SWOT Analysis before undertaking the KPMG M&A route: A few headline issues to consider before undertaking the KPMG M&A route; SWOT analysis: OK, I’m finally making use of my GCSE business studies course but, conducting a SWOT analysis (strengths, weaknesses, opportunities and threats) of your own business is a crucial 1st step and it’s amazing how few businesses do so. Drilling down into this simple diagnostic will enable you to clearly understand any key issues that need to be addressed via a merger or acquisition target.

Things is required before launching KPMG M&A Predictor process.?


Start by conducting a clear and honest assessment of your own position and needs, before approaching the market. Most (but not all) acquirers are savvy enough to understand the gaps or opportunities within their own business and how they can be enhanced with a merger or acquisition however, businesses never stand still and the commercial world is built on shifting sand so it’s important always to maintain a stern eye on that SWOT and have a clear understanding of what is required in advance of launching an expensive KPMG M&A process.

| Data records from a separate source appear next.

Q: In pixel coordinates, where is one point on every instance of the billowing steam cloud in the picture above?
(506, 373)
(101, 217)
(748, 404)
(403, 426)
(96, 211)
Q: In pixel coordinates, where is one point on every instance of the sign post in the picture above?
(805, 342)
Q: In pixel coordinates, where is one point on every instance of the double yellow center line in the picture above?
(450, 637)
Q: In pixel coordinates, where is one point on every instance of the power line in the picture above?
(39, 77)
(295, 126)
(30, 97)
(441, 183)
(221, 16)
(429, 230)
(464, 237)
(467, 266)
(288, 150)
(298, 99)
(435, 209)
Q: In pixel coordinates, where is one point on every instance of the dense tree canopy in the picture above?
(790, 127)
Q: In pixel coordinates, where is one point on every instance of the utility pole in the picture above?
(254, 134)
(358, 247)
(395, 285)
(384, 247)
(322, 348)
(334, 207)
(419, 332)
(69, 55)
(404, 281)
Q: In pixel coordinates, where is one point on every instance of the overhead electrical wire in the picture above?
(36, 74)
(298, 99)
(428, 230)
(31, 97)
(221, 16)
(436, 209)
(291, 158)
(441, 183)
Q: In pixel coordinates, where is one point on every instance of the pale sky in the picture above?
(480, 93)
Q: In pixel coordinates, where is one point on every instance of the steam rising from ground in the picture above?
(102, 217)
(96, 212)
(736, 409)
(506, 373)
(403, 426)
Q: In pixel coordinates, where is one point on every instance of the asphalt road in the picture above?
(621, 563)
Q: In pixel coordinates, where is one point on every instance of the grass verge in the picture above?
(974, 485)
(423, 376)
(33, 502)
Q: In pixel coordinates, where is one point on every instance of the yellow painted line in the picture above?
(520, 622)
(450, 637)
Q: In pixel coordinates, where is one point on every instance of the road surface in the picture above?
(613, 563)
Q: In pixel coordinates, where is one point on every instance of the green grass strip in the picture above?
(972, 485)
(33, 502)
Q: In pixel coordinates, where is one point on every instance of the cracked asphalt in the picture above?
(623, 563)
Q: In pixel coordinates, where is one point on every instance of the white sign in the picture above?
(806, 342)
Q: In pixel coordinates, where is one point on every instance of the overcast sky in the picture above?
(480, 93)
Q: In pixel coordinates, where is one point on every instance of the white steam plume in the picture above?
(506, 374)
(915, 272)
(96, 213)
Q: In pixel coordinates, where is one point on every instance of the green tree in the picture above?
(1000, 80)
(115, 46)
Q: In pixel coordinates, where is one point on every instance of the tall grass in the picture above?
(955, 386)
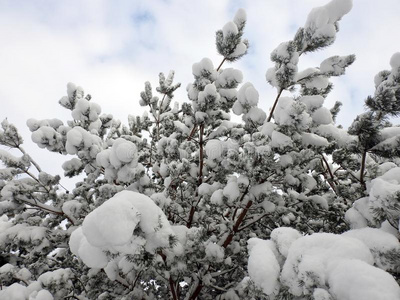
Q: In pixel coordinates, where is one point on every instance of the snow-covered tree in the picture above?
(186, 203)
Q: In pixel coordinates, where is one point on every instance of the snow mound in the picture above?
(112, 228)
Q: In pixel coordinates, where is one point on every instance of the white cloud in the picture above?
(111, 48)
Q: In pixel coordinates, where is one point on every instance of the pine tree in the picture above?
(184, 203)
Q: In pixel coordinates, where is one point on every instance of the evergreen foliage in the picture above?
(184, 203)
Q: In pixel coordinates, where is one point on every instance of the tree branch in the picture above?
(274, 106)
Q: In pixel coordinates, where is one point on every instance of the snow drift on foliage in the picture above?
(111, 227)
(322, 260)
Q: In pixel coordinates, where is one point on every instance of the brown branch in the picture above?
(192, 133)
(220, 65)
(200, 179)
(253, 222)
(239, 220)
(363, 161)
(332, 181)
(197, 291)
(45, 207)
(274, 106)
(172, 288)
(30, 158)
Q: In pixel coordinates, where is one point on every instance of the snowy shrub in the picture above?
(184, 202)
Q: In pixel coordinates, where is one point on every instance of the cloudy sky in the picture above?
(111, 48)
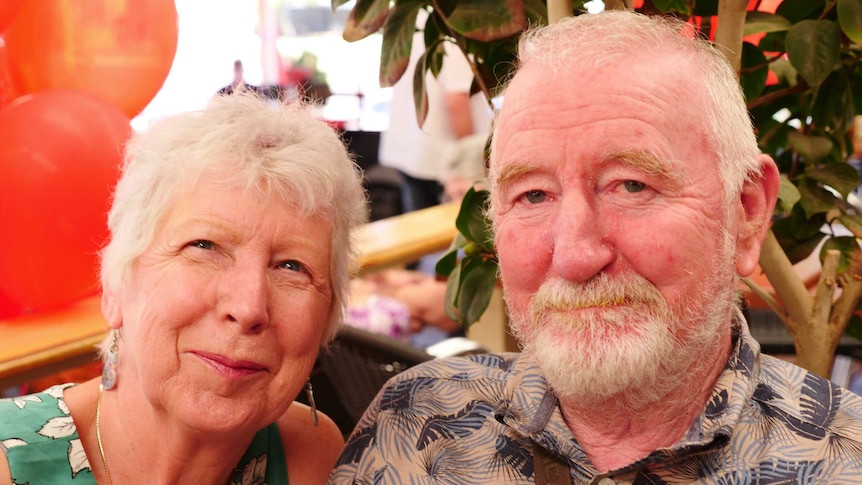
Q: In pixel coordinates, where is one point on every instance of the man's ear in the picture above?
(111, 309)
(757, 200)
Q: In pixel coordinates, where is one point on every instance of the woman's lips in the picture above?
(230, 367)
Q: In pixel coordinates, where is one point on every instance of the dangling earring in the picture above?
(309, 392)
(109, 373)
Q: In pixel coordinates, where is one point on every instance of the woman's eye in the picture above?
(535, 196)
(202, 244)
(633, 186)
(293, 265)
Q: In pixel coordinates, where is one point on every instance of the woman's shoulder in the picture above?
(310, 449)
(30, 416)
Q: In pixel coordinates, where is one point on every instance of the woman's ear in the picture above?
(111, 309)
(758, 198)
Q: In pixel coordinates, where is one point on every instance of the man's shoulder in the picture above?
(811, 404)
(465, 368)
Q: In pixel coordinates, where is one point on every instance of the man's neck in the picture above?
(614, 433)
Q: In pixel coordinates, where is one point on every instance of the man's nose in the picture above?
(244, 298)
(582, 248)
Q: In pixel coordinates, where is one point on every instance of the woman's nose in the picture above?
(244, 298)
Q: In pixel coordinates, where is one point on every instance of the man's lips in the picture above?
(230, 366)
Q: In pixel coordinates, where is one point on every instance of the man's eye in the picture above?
(293, 265)
(633, 186)
(202, 244)
(535, 196)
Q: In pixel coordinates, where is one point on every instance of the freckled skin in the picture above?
(588, 221)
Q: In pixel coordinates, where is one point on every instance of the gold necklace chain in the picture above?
(99, 435)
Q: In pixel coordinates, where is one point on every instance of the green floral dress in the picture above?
(40, 440)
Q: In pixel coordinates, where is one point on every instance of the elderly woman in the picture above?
(226, 271)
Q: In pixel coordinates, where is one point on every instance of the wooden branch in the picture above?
(767, 298)
(787, 284)
(815, 343)
(728, 34)
(558, 9)
(825, 289)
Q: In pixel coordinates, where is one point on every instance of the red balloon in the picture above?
(7, 90)
(9, 308)
(8, 10)
(60, 153)
(120, 51)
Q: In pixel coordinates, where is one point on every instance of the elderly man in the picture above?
(628, 195)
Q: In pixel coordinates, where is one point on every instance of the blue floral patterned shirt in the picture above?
(480, 419)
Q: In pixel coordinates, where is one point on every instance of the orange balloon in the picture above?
(8, 10)
(60, 153)
(120, 51)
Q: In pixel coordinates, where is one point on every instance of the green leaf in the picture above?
(754, 71)
(365, 19)
(680, 6)
(796, 249)
(812, 147)
(420, 93)
(453, 287)
(471, 219)
(850, 18)
(839, 176)
(805, 228)
(478, 279)
(833, 109)
(788, 195)
(446, 264)
(757, 22)
(784, 71)
(853, 223)
(796, 10)
(814, 47)
(846, 245)
(537, 12)
(397, 42)
(488, 20)
(815, 199)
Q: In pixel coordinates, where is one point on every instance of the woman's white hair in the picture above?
(616, 36)
(255, 144)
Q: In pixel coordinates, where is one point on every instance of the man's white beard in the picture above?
(619, 337)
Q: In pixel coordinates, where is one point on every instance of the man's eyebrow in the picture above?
(648, 163)
(511, 173)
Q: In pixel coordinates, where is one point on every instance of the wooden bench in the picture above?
(37, 345)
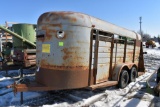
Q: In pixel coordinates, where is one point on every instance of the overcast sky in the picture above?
(124, 13)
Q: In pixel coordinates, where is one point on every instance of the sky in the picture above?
(124, 13)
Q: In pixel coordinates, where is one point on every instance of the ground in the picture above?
(136, 94)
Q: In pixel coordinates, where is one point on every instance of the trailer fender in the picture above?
(118, 68)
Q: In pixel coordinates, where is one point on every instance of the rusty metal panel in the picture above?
(63, 62)
(130, 47)
(75, 49)
(103, 62)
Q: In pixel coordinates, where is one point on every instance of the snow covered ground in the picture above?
(136, 94)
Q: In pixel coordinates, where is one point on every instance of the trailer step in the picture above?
(103, 84)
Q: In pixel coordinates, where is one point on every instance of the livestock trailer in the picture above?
(75, 50)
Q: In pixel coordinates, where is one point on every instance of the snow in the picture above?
(136, 94)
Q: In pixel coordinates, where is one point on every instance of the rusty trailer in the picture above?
(75, 50)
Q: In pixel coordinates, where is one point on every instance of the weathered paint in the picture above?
(87, 56)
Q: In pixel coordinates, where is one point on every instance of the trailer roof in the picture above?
(79, 19)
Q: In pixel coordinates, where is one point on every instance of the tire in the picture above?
(123, 80)
(133, 74)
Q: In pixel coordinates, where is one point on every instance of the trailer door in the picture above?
(101, 55)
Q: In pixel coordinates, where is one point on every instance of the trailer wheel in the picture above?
(133, 74)
(124, 78)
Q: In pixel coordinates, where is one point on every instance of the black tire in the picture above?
(133, 74)
(123, 80)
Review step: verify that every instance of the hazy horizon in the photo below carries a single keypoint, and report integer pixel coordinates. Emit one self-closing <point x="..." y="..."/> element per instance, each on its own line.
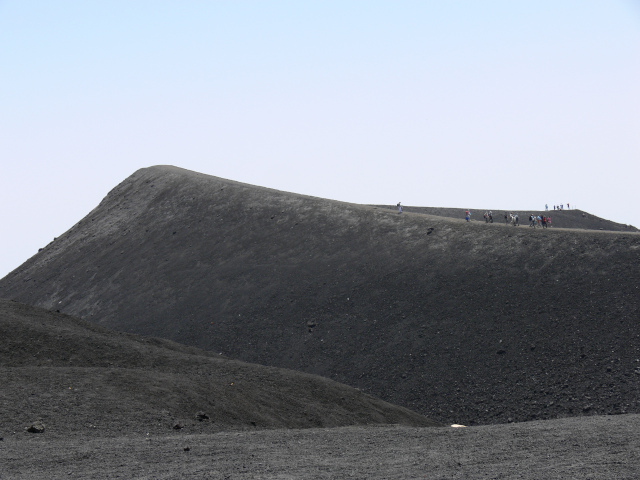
<point x="509" y="105"/>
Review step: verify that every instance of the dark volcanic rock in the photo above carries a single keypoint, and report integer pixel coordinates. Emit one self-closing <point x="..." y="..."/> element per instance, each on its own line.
<point x="83" y="379"/>
<point x="36" y="427"/>
<point x="472" y="323"/>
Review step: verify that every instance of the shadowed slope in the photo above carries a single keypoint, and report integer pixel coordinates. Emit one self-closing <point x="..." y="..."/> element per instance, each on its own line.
<point x="463" y="322"/>
<point x="79" y="377"/>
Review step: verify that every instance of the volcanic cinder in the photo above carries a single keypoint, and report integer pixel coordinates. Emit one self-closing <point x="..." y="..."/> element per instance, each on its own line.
<point x="462" y="322"/>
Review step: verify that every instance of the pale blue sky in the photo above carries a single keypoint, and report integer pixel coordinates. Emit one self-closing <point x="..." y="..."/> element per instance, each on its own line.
<point x="474" y="104"/>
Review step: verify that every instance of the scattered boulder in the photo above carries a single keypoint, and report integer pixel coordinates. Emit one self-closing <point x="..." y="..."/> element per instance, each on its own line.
<point x="201" y="416"/>
<point x="36" y="427"/>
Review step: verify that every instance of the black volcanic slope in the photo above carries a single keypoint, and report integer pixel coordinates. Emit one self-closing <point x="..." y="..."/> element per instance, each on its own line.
<point x="81" y="378"/>
<point x="463" y="322"/>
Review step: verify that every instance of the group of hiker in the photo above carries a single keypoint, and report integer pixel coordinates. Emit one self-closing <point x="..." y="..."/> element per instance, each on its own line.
<point x="557" y="207"/>
<point x="543" y="221"/>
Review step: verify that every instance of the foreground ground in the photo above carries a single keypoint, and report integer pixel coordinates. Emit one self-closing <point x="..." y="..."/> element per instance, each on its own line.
<point x="577" y="448"/>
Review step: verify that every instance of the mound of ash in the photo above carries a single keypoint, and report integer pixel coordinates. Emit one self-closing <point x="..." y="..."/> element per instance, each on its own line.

Calculate the cost of KPMG global M&A predictor process: Getting involved in the KPMG Global M&A process is costly, in terms of money, time, people and managing your existing business. You need to think through the resources you have at your disposal to start and finish the process as well as the cost and impact of having some of that resource deflected over a prolonged period of time. This is a calculation based not only on the cost of the purchase itself but also the transaction costs and costs of integrating a new or merged company within your existing structure. The Huff Post article illustrates what can go wrong! If you’re acquiring a distressed company, wisely consider the extra costs of creating a turnaround plan and the time needed to implement it before you see a return. Get the right advisors and lawyers: Lots of advisors say they do M&A but not all of them have the necessary experience to help you negotiate the many potential tripwires. Bad advisors can actually destroy value and opportunity. Nothing beats experience in the KPMG global M&A predictor world and you need advisors who’ve seen it, done it and worn the t-shirt. Only they will see the deal breakers and skeletons weeks or months in advance and therefore help to minimise the risk of wasted costs,


aborted deals and lost time. Inexperienced advisors can blow achievable deals and a lot of resource. In particular, make sure your lawyer is a specialist. Get them on board early in the process so they can provide initial advice and guidance. They will also help you understand what should/shouldn’t be included in future negotiations. You don’t want to be agreeing terms which then unravel through due diligence or because of poorly managed heads and/or expectations. Parties who entered into a deal in good faith soon lose confidence in each other if goalposts need to be moved due to poor or no professional advice.

KPMG global M&A predictor Time framers Set the calendar: KPMG M&A time frames vary, but they’re rarely quick. Depending on the complexity of a particular business and/or the nature of the due diligence process etc. Assume 3-6 months from agreeing heads to achieving completion. Starting from scratch with an acquisition process, you could find it takes much, much longer. Not only do you have to find a target with the right synergies but you then have to negotiate the vendors’ price expectations before piecing together the fine detail of a complex process. It’s rarely quick and the acquiring or merging companies need to keep an eye on the shop whilst simultaneously managing a complex deal process.